If you configure the valueIndex parameter or set the writeMode parameter to text, the column parameter is invalid.

Required if valueIndex is not configured and writeMode is set to JSON

partition

The ID of the partition to which you want to write data. The value of this parameter must be an integer that is greater than or equal to 0.

No

keyIndex

The sequence number of the column that is obtained from the reader and used as the key in the Kafka topic.

The value of this parameter must be an integer that is greater than or equal to 0. If you set this parameter to an integer less than 0, an error occurs.

No

keyIndexes

The sequence numbers of the columns that are obtained from the reader and used as the key in the Kafka topic.

The sequence numbers must start from 0 and be separated by commas (,), such as [0,1,2]. If you leave this parameter empty, the key in the Kafka topic is null, and data is written to each partition in the Kafka topic in turn. You can configure either the keyIndex or keyIndexes parameter.

No

fieldDelimiter

The column delimiter. If you set the writeMode parameter to text and leave the valueIndex parameter empty, Kafka Writer uses the column delimiter you specify for the fieldDelimiter parameter to concatenate all columns that are obtained from the reader to form the value. You can use a single character or multiple characters as the column delimiter. The characters can be Unicode characters (such as \u0001) or escape characters (such as \t or \n). Default value: \t.

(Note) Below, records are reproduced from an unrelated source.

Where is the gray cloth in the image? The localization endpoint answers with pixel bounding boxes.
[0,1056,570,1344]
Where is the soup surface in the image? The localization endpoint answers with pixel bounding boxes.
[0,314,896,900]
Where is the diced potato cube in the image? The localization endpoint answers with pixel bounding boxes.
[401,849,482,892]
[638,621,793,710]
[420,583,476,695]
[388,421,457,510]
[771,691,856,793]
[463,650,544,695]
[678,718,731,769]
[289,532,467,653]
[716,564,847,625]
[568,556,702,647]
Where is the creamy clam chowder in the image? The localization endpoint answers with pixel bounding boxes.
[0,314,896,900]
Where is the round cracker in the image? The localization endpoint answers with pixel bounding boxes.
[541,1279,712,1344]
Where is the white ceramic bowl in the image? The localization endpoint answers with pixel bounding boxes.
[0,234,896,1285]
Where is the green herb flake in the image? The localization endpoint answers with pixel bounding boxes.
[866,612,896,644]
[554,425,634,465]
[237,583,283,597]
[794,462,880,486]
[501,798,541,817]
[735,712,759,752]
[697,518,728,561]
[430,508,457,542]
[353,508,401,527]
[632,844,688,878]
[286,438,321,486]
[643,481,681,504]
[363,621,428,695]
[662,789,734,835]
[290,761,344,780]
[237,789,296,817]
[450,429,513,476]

If the writeMode parameter is not set to text or the valueIndex parameter is configured, the fieldDelimiter parameter is invalid.

No

keyType

The data type of the key in the Kafka topic. Valid values: BYTEARRAY, DOUBLE, FLOAT, INTEGER, LONG, and SHORT.

Yes

valueType

The data type of the value in the Kafka topic. Valid values: BYTEARRAY, DOUBLE, FLOAT, INTEGER, LONG, and SHORT.

Yes

nullKeyFormat

If the column specified in the keyIndex or keyIndexes parameter contains the value null, Kafka Writer replaces null with the value of the nullKeyFormat parameter. If you leave the nullKeyFormat parameter empty, Kafka Writer retains the value null.

No

nullValueFormat

If a column obtained from the reader contains the value null, Kafka Writer replaces null with the value of the nullValueFormat parameter. If you leave the nullValueFormat parameter empty, Kafka Writer retains the value null.

No

acks

The acknowledgment configuration used when the Kafka producer is initialized. This parameter specifies the method used to confirm that data is written to Kafka. Default value: all. Valid values:

  • 0: A Kafka producer does not acknowledge whether data is written to the destination.

  • 1: A Kafka producer acknowledges that the write operation is successful if data is written to the primary replica.

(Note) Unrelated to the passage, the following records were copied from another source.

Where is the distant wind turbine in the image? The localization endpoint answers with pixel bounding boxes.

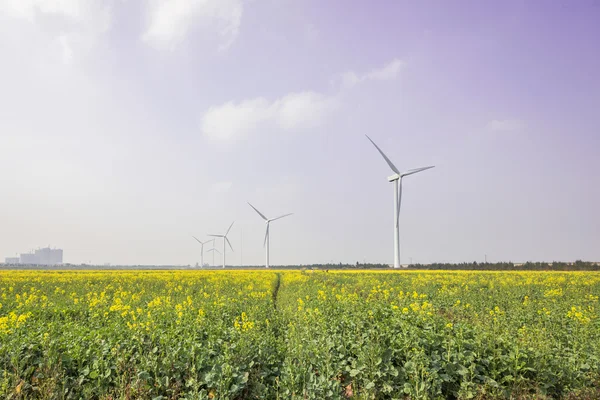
[208,221,235,268]
[192,236,210,267]
[365,135,434,268]
[248,203,293,268]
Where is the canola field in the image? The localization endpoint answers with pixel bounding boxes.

  • all: A Kafka producer acknowledges that the write operation is successful if data is written to all replicas.

No

Appendix: Configure the formats of messages written to Kafka

After you configure a real-time synchronization task, you can run the task to read all the existing data in the source and write the data to the destination Kafka topics in the JSON format. You can also run the task to write incremental data to Kafka in real time. In addition, incremental DDL-based data changes in the source are also written to Kafka in the JSON format in real time. For more information about the formats of messages written to Kafka, see Appendix: Message formats.

Note

If you run a batch synchronization task to synchronize data to Kafka, the payload.sequenceId, payload.timestamp.eventTIme, and payload.timestamp.checkpointTime fields are set to -1 in the messages written to Kafka. The messages are in the JSON format.